Indonesia’s economic conditions have recently been in the spotlight amid a weakening Rupiah exchange rate, which touched a record low near Rp 17,900 per US dollar, and pressure on the Jakarta Composite Index (JCI). This situation has raised concerns among market participants about the country’s economic stability and future investment prospects.
Dzikri Firmansyah Hakam, Ph.D., a lecturer at the School of Business and Management, Institut Teknologi Bandung (SBM ITB), assessed that the current market conditions have not entered a panic-selling phase. He believes that the outflow of foreign funds from Indonesia is primarily due to rational investment decisions influenced by global conditions, particularly the increasing appeal of investment opportunities in the United States.
“What’s happening now isn’t panic. It’s more about logical investment decisions because capital flows are indeed in large numbers into the United States, and almost all emerging markets are experiencing similar conditions,” Dzikri explained.
He explained that one of the main causes of the outflow of foreign funds is the narrowing yield spread between US and Indonesian government bonds relative to historical levels. Currently, the yield on 10-year US bonds is around 4.5 percent, while Indonesia’s stands near 6.9 percent. Although the gap remains wide in absolute terms, it has compressed compared to previous years, when the spread offered a far more attractive premium for holding Indonesian assets.
According to him, this situation has led global investors to reconsider the risks of investing in developing countries like Indonesia, especially amid pressure on the Rupiah.
“Investors see the spreads getting narrower than before, while the risks of emerging markets and Rupiah depreciation remain. As a result, a lot of global funds are flowing back into the United States,” he said.
Bank Indonesia had previously raised its benchmark interest rate by 50 basis points to 5.25 percent. Dzikri believes this move represents a trade-off between maintaining Rupiah stability and sustaining national economic growth.
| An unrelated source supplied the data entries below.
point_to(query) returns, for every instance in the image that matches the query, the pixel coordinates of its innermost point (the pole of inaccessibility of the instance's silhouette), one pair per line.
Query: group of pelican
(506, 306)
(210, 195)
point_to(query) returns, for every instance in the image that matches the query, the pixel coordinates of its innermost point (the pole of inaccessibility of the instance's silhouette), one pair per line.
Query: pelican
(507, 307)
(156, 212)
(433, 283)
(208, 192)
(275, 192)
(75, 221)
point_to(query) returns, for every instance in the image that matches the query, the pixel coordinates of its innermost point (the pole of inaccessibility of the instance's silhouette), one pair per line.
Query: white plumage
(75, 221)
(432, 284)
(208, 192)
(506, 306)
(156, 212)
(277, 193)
“If interest rates are raised too high, the public and businesses will hold back on consumption and investment due to the increased cost of funds. So, there is indeed a trade-off between maintaining economic growth and strengthening the Rupiah,” he said.
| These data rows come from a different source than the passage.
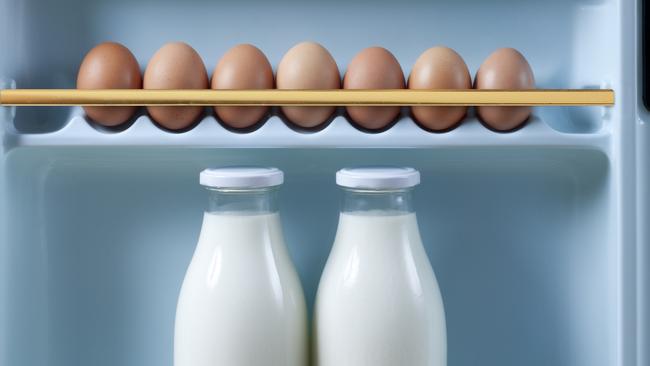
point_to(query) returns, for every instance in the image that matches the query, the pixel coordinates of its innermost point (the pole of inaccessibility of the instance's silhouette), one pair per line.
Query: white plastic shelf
(275, 133)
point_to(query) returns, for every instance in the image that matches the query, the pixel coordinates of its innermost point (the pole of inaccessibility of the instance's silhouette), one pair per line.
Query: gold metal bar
(276, 97)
However, Dzikri believes the current condition of the Indonesian stock market still holds attractive opportunities, particularly in the banking sector. He assessed that several domestic banking stocks were undervalued and offered high dividend yields.
“Many Indonesian banking stocks have double-digit dividend yields, while their valuations are still cheap,” he explained.
Furthermore, Dzikri also highlighted the changing structure of the Indonesian capital market, which is now considered no longer entirely dependent on foreign investors. While foreign ownership previously dominated the domestic stock market, its share has now been significantly reduced.
“Previously, the JCI movement was heavily controlled by foreign investors. Now, their share has decreased significantly, so the space for foreign investors to influence the market is increasingly limited,” he explained.
He believes this situation presents a crucial momentum for domestic investors to strengthen their role in the Indonesian capital market. According to him, domestic investor confidence is a key factor in maintaining the JCI’s stability in the future.
“What needs to be maintained now is the trust of domestic investors. As long as domestic investors maintain confidence in the Indonesian market, I think the room for the JCI to decline will be increasingly limited,” he said.
Dzikri also highlighted President Prabowo Subianto’s one-stop export policy. This policy is likely to increase the government’s dominance over the national export system. However, according to Dzikri, this policy emerged due to the practice of under-invoicing and misinvoicing, which has been causing significant leakage of state foreign exchange. “Especially in commodity sectors such as coal, palm oil, and precious metals. So, the real intention of this policy is to improve governance,” he said.
He added that the policy could have a positive impact if implemented transparently and with proper oversight. According to him, the most important thing is to ensure that field implementation does not create new moral hazards.
“Don’t let the intention to eradicate leakage actually create new abuses,” Dzikri emphasized.